Bruxelles, 27/11/2000 (Agence Europe) - La réunion informelle du Groupe préparatoire de la CIG, vendredi et samedi derniers à Val Duchesse, a confirmé que de nombreux Etats membres ont des difficultés à accepter l'extension de la majorité qualifiée dans une série de politiques importantes, comme l'asile et l'immigration (mais là, il semble qu'une solution pourrait être trouvée à Nice sous la forme d'une déclaration), la fiscalité, la politique sociale (en particulier, Londres et Copenhague ont des problèmes, mais pour des raisons différentes), la politique commerciale (des sources diplomatiques font remarquer que la France n'est pas isolée, et que ses réticences sont partagées par 7 ou 8 délégations) ou la citoyenneté (qui pose des problèmes en particulier aux Britanniques).

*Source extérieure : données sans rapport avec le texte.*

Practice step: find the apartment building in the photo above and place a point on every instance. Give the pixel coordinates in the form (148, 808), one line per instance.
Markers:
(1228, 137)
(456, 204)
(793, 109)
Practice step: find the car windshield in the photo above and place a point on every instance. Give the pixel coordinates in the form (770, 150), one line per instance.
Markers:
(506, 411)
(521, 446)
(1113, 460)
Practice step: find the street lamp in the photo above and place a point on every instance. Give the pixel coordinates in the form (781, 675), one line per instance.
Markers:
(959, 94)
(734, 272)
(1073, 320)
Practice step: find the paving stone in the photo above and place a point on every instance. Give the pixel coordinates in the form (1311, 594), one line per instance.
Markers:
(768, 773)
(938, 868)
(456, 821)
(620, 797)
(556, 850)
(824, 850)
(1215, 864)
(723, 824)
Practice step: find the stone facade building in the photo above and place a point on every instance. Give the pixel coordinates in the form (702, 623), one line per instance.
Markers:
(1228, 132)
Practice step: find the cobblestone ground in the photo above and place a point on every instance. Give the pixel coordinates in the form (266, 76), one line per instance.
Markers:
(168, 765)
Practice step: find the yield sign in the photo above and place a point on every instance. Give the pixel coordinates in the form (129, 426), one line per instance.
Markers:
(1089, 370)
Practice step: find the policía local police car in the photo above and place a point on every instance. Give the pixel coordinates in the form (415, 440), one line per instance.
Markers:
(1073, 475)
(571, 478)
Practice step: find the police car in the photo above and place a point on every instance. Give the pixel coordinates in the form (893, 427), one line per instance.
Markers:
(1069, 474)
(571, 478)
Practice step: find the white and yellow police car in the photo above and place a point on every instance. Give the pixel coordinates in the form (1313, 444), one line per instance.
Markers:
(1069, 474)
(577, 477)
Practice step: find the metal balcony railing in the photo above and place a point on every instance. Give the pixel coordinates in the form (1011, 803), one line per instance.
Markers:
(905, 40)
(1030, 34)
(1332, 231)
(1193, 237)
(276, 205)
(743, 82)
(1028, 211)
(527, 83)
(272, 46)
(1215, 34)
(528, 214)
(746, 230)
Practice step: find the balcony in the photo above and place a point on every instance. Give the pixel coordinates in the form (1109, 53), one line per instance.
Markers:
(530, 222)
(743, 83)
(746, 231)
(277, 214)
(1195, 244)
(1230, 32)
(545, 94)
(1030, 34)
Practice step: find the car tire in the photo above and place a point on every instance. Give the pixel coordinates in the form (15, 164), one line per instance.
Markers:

Cette semaine sera consacrée à des négociations bilatérales et ensuite, un nouveau conclave est prévu le dimanche 3 décembre à Bruxelles, avant la dernière Conférence intergouvernementale au niveau ministériel le 4 décembre. A cette occasion, la présidence aurait en particulier l'intention de boucler la négociation sur les coopérations renforcées, afin de garder pour le sommet les questions les plus controversées. A ce sujet, la dernière réunion du Groupe Vimont a montré que:
- une majorité d'Etats membres semble maintenant se rallier à l'idée d'un plafonnement différé de la Commission européenne, alors qu'une minorité d'Etats (y compris Portugal, Irlande et Suède) ne l'accepterait pas encore. Quant à la date à partir de laquelle la Commission pourrait compter moins de Commissaires qu'il y a d'Etats membres, et quant au nombre de Commissaires à envisager pour cette Commission réduite, une majorité d'Etats membres serait favorable à démarrer le nouveau système en 2010, avec 20 Commissaires.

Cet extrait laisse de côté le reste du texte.